Question

\[ \frac{n!}{2^n}\]

Answer 1

\[lim_{n \rightarrow \infty}\]

Answer 2

I can see it's divergent...just want to know how to show it mathematically i guess

Answer 3

how is n!=(n+1)n?

Answer 4

it's a guess

Answer 5

a wrong guess

Answer 6

4! = 4*3*2*1= 24
(4+1)4 = 20

Answer 7

what is the question?

Answer 8

determine whether the following converges or diverges
\[a_{n} = \frac{n!}{2^n}\]

Answer 9

the limit is not 0 n! grows much faster than 2^n

Answer 10

I'm just trying to understand it
\[\frac 1 2 \frac 2 2 \frac 3 2 ...\frac{n-1}{2} \frac n 2 >= \frac 1 2 \frac n 2\]

Answer 11

I think what you could do, is use a variation of the ratio test.
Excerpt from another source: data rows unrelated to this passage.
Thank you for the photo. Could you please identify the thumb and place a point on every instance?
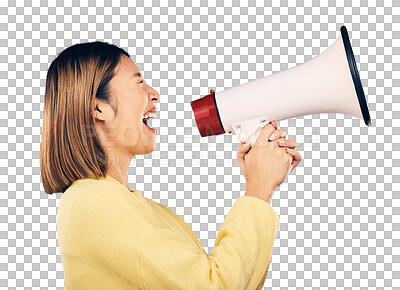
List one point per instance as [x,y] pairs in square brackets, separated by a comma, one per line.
[266,132]
[242,150]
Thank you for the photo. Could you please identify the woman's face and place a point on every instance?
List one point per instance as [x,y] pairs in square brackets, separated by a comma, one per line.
[127,134]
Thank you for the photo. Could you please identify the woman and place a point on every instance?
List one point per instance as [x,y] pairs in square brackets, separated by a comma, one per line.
[111,237]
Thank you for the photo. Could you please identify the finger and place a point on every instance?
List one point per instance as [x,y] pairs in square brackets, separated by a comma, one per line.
[279,133]
[266,133]
[287,143]
[242,150]
[296,157]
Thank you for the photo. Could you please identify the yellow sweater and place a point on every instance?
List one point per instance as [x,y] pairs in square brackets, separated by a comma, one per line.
[113,238]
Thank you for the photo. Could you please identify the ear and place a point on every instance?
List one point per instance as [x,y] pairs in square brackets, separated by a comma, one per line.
[98,111]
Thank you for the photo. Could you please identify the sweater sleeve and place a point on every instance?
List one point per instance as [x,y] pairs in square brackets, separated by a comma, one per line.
[239,260]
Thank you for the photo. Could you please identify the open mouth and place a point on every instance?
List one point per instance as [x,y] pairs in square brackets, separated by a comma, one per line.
[147,117]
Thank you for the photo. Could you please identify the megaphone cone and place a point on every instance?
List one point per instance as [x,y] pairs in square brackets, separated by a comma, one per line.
[327,83]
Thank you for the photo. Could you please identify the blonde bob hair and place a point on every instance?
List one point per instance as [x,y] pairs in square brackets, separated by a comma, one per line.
[70,148]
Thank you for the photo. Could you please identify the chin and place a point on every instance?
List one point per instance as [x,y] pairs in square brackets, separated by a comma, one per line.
[145,149]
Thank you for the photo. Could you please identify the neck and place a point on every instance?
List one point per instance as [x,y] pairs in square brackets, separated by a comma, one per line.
[118,168]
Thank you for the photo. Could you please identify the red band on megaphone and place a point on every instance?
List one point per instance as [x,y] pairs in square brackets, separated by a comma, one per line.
[206,115]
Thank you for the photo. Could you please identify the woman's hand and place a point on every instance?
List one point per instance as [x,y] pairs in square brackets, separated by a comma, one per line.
[278,136]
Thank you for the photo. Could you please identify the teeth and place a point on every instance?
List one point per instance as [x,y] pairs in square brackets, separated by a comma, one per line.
[149,115]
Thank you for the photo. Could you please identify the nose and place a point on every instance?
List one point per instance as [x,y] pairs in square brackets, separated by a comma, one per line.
[154,95]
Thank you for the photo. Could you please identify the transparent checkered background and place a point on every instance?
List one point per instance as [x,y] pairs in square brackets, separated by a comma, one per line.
[339,209]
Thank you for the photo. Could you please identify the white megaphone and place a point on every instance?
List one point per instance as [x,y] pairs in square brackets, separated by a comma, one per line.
[328,83]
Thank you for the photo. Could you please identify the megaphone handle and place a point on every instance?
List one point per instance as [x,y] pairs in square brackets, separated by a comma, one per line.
[249,130]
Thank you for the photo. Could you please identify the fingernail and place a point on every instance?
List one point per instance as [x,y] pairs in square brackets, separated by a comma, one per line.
[272,137]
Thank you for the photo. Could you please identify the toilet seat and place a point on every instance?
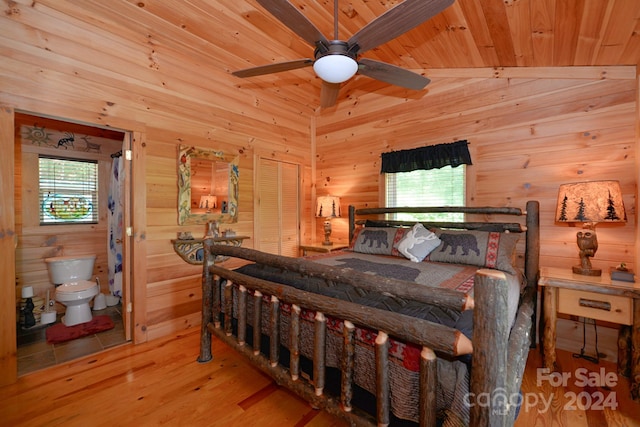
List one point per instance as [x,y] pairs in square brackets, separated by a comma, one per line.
[78,286]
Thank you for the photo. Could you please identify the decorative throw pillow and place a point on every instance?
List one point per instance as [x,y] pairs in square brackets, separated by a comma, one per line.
[377,240]
[481,248]
[418,243]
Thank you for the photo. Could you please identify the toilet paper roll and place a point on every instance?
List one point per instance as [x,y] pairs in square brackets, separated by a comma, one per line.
[48,317]
[100,302]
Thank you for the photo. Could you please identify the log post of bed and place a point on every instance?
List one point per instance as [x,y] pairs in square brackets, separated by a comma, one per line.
[207,303]
[488,396]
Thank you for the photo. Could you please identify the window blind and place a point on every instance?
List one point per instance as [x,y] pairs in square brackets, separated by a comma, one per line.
[435,187]
[68,191]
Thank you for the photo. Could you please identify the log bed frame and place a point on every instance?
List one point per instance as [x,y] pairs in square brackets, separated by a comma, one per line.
[498,354]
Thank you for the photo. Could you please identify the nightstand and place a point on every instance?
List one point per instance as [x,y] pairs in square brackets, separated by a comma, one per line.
[595,297]
[319,247]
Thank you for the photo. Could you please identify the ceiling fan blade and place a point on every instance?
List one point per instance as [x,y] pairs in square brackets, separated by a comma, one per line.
[396,21]
[290,16]
[273,68]
[329,94]
[391,74]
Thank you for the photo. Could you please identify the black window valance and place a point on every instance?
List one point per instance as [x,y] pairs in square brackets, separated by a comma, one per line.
[430,157]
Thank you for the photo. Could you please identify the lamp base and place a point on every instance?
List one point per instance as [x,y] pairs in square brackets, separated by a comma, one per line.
[578,269]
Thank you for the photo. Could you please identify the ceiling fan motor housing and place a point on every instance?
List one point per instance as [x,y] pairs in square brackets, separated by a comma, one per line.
[335,63]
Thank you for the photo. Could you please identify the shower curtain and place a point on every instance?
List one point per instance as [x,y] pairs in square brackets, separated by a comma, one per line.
[115,223]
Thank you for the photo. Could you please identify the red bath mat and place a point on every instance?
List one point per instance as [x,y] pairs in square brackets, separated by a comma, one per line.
[60,332]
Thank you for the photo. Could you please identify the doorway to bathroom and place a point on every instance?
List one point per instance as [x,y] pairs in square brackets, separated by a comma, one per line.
[39,235]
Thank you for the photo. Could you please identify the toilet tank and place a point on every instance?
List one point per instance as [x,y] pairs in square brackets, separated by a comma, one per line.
[70,268]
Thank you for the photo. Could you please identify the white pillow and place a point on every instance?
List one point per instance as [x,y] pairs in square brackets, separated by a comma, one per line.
[418,243]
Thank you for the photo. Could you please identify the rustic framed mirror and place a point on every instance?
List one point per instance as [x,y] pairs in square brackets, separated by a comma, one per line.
[207,186]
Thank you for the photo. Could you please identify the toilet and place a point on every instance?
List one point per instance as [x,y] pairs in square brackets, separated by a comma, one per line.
[70,275]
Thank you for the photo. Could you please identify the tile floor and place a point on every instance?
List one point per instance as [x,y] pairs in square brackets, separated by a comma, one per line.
[34,353]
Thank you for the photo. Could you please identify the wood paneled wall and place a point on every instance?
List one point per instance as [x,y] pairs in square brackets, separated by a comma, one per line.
[58,61]
[530,130]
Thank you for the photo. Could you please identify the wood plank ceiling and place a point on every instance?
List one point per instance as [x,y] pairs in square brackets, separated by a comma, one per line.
[215,37]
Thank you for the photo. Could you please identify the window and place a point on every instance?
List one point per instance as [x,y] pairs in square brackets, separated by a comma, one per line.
[68,191]
[433,187]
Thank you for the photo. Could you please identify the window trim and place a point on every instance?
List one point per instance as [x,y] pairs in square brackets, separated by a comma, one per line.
[92,192]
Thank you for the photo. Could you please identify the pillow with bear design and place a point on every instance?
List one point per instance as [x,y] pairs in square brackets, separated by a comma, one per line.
[482,248]
[377,240]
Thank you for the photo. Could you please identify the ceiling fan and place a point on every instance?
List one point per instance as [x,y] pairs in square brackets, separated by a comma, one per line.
[336,61]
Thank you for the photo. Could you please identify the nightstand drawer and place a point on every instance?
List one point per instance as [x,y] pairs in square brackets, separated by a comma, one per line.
[611,308]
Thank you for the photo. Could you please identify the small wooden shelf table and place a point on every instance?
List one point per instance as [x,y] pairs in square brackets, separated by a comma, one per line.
[319,247]
[595,297]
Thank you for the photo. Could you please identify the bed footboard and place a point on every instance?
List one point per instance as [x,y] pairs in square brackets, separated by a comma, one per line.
[218,320]
[499,350]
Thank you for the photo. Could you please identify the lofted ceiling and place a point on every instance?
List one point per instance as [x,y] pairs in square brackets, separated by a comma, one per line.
[210,39]
[468,34]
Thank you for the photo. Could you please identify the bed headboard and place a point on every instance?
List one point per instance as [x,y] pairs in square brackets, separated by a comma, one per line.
[374,217]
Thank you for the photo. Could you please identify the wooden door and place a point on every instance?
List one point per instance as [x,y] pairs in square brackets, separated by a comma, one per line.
[277,199]
[8,344]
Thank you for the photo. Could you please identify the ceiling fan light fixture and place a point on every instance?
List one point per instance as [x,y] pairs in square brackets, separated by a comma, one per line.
[336,68]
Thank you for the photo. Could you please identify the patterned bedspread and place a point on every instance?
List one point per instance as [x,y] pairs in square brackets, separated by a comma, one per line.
[453,375]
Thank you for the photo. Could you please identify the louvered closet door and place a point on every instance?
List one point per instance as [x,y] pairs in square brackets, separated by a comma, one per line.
[277,228]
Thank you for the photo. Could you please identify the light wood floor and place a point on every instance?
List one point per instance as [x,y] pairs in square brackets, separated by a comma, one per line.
[160,383]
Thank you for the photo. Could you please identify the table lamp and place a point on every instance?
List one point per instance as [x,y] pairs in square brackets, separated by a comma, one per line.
[589,203]
[327,207]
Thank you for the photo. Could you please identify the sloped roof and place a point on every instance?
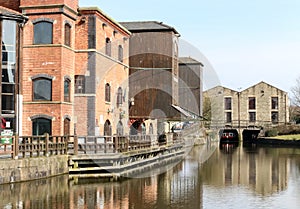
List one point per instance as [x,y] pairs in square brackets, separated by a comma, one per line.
[145,26]
[262,82]
[96,9]
[189,60]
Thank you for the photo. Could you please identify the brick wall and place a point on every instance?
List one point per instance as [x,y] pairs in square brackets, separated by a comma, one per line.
[11,4]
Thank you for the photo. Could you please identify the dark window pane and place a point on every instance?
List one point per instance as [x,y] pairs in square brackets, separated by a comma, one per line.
[108,47]
[252,116]
[79,84]
[42,89]
[120,53]
[252,105]
[228,117]
[120,96]
[228,104]
[67,91]
[274,103]
[67,35]
[8,104]
[107,92]
[275,117]
[43,33]
[41,126]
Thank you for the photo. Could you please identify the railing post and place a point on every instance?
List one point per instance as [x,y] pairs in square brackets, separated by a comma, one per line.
[46,153]
[116,144]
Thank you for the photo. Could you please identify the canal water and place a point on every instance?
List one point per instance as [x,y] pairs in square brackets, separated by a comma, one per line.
[209,177]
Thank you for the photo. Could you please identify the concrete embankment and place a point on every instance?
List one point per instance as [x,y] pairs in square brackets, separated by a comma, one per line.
[32,168]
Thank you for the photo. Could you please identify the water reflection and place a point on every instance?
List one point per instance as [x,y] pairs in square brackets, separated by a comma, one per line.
[210,177]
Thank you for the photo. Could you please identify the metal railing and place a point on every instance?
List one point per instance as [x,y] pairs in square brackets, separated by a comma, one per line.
[17,147]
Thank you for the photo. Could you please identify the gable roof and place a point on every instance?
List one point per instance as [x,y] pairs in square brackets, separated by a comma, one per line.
[262,82]
[189,61]
[104,15]
[147,26]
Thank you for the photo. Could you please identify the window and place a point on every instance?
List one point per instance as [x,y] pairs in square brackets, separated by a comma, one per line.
[275,103]
[252,105]
[42,89]
[8,81]
[107,128]
[107,92]
[275,117]
[67,90]
[228,103]
[43,32]
[108,47]
[120,129]
[66,126]
[120,53]
[228,117]
[79,84]
[67,34]
[252,116]
[120,96]
[41,126]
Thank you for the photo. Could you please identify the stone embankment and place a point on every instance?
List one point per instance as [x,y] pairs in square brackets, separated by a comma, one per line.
[26,169]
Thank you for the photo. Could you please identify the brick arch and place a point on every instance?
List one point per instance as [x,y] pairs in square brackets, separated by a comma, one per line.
[42,76]
[42,19]
[41,116]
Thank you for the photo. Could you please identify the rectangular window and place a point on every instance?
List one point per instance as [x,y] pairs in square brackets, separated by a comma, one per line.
[43,32]
[252,105]
[252,116]
[228,117]
[228,103]
[274,103]
[79,84]
[275,117]
[67,35]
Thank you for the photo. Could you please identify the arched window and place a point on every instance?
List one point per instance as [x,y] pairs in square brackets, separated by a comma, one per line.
[120,96]
[41,126]
[79,84]
[66,126]
[43,32]
[120,129]
[107,128]
[67,34]
[107,92]
[151,128]
[67,91]
[42,89]
[120,57]
[108,47]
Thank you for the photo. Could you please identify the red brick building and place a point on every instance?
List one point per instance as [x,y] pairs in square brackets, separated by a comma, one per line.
[74,74]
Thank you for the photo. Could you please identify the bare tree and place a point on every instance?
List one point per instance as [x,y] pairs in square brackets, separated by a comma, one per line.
[296,93]
[295,102]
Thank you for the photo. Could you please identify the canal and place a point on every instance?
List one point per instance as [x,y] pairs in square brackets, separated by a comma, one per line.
[209,177]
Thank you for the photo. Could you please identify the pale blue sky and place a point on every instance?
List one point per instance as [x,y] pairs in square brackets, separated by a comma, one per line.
[244,41]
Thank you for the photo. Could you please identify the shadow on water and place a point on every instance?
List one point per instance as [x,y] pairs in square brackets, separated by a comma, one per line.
[258,177]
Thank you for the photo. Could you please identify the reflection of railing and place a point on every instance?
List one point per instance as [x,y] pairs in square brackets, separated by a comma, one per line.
[241,124]
[45,145]
[33,146]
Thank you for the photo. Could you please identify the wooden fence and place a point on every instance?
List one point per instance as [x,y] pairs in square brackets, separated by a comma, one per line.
[17,147]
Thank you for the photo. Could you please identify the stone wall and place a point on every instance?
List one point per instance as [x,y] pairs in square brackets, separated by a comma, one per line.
[32,168]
If you look at the limit \[\lim_{n\to\infty}\frac{a_{n+1}}{a_n}\]

Answer 12

You get \[\lim_{n \to \infty} \frac{(n+1)!}{2^{n+1}}\frac{2^n}{n!}=\lim_{n\to\infty}\frac{n}{2}=\infty\]Therefore, it must diverge.

Answer 13

the ratio test makes perfect sense....but the solution that I wrote above from the manual doesn't make much sense to me

Answer 14

What did the manual say?

Answer 15

\[\frac 1 2 \frac 2 2 \frac 3 2 ...\frac{n-1}{2} \frac n 2 >= \frac 1 2 \frac n 2\]

Answer 16

then n/4 -> infty

Answer 17

I don't really understand what they're trying to do either...

Answer 18

are they subbing (n-1)n for n!?

Answer 19

squeeze theorem?

Answer 20

its like the squeeze theorem since something_1 greater than something_2 that is not zero, something_1 is greater than 0

Answer 21

I don't think it's the squeeze theorem at all, since they only have the lower bound. However, it's similar in that they're doing a comparison. Since \[\frac{n!}{2^n}\ge\frac{n}4\]and \(\frac{n}{4}\) diverges, so must \(\frac{n!}{4}\).

Answer 22

comparison test?

Answer 23

I believe that's what they're using.

Answer 24

I see...I prefer the ratio test though...thanks again Sir George!

Answer 25

I also prefer the ratio test. And you're welcome.